Do you ever experience periods of overwhelm regarding the amount of things that need to be done? If so, you’re not alone. Lately I have had a lot of projects calling me in different directions. With a new baby on the way, a great deal needs to be done to prepare the house for her arrival (which is coming in a few days!). In addition to preparing for a new miniature resident, I have to keep up with my work. It’s the busiest time of the year for our business, and I have been struggling to keep up for months now. I work from home and set my own hours, which gives me the flexibility to do other things when called into action, but that also opens the door for my work to get neglected (hence the 200 plus email backlog I have). I’m also trying to find time to write and promote my new book (A Seeker’s Guide to Inner Peace: Notes to Self), as well as raise money for the upcoming March for Babies fund raiser. In addition to all of that, there are the typical chores of being a human (i.e. cleaning the house, mowing the yard, doing laundry, cooking, etc.).
I’m not telling you all of my woes hoping you will throw me a surprise pity party (though that would be kinda fun). I’m simply laying out an example of how work, chores and life can become a burden that obstructs our view of what’s right here, right now. For example, sometimes, when I walk the dogs outside, I will see a whole host of “to dos” around me. Instead of seeing the trees and flowers, I see all of the things I need to do, or would like to do. I see my long term plans for the landscape. I see all of the trees I need to cut and brambles that need to be slashed and burned, and I visualize how I would go about taking care of this type of deferred maintenance. That’s often accompanied by a sense of urgency to do something before it gets more out of hand, followed by a sense of futility because it can’t be done anytime soon. Then, I’m reassured by a sense of, “It will get done when it’s supposed to,” which is occasionally followed by a sense of doubt in that laissez faire attitude.
The mind can become a spinning top, grappling with its feelings of inadequacy until all I see is a never ending to do list around me. Instead of the beauty of nature, I only see things to do. When I catch myself entering that pit of despair, I become present to it. I acknowledge those feelings and allow them to be there. I then check in with my own sense of beingness. I remind myself that I have become lost in my head again and focus on what’s right here, right now, instead of what I think “should” be done. I remember that I am exactly where I am supposed to be, doing exactly what I am supposed to be doing, at any given moment. In fact, I have no choice to be doing (or not doing) what I’m doing right now. This moment is what the Universe has intended for me, and no amount of self doubt will change that.

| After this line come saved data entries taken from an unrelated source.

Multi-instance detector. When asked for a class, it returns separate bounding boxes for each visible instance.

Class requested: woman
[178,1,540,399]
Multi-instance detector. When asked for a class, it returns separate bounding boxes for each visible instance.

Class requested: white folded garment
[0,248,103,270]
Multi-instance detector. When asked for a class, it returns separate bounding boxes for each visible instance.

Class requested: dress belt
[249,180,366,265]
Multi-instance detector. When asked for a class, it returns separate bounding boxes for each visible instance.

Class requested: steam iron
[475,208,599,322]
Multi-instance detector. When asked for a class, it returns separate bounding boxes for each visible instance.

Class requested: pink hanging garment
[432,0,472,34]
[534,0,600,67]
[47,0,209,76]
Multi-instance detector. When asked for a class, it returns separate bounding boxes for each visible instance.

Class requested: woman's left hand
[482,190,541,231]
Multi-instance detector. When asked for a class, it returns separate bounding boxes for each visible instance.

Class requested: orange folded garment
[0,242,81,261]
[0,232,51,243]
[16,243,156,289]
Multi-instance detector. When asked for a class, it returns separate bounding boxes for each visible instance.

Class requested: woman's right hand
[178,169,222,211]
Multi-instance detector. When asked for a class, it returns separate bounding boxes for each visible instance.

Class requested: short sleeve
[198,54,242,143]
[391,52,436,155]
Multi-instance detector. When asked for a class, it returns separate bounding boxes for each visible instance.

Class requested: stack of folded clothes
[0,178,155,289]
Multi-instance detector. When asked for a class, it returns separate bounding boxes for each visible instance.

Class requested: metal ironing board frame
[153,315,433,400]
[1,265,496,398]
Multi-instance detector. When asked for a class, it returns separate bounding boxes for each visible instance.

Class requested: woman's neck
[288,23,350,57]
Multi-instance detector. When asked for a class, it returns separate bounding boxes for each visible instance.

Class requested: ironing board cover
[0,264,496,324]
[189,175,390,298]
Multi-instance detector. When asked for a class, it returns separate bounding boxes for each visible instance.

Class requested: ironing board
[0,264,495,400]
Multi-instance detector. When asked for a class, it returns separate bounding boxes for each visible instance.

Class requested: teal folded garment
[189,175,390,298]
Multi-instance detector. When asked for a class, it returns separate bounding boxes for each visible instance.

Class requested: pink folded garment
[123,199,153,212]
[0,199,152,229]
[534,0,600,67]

Once I’m present, and not lost in the past or future, I can then allow myself to follow a particular impulse to do something (or do nothing). Feelings of guilt may arise when I am doing one thing and feel like I am neglecting another, which I am experiencing right now as I write this when there are a million other things that need to be done before our baby is born (in a few days). What do I say to help alleviate that guilt? “I have no choice. This is what I have to be doing.” I suggest that when you’re answering a call to do something you enjoy doing, enjoy it rather than feel guilty about not doing something else.
Now, I feel pulled to do something else and will stop here. My wish for you is that you learn to identify when you are looking at a to do list instead of what’s really real. Pay attention to those feelings of guilt and overwhelm when they occur, and recognize them as your body’s reaction to your thoughts about what “should” be. Remember that your thoughts are only a reflection of your past programming, and are really not yours to control. You can’t control how or what you think, but you can decide how to respond to them when you realize they are causing you stress.
If you feel like you “should” be doing something you can’t do right now, surrender the idea that it needs doing (for now). Surrender to the reality of this moment. You can’t do anything other than what you are doing right now, so give what you do now your fullest possible attention. Marvel at the body/mind’s ability to function in the way it does. Marvel at its innate intelligence to perform the necessary tasks when called upon. Imagine that your “doing” is actually like breathing. You’re not doing it, it’s just happening organically as a continuation of the wave set in motion when you were born (or even before).
Enjoy all that you do because you have no choice but to be doing it.
PS - I wrote this in four sittings over the course of about a week. Each time I sat to write, I was called to do something else. This is not a bad thing, it is simply what was. I do my best to follow my intuition and go with the flow, without sweating the little stuff. I can then witness how cool it is that necessary things get done.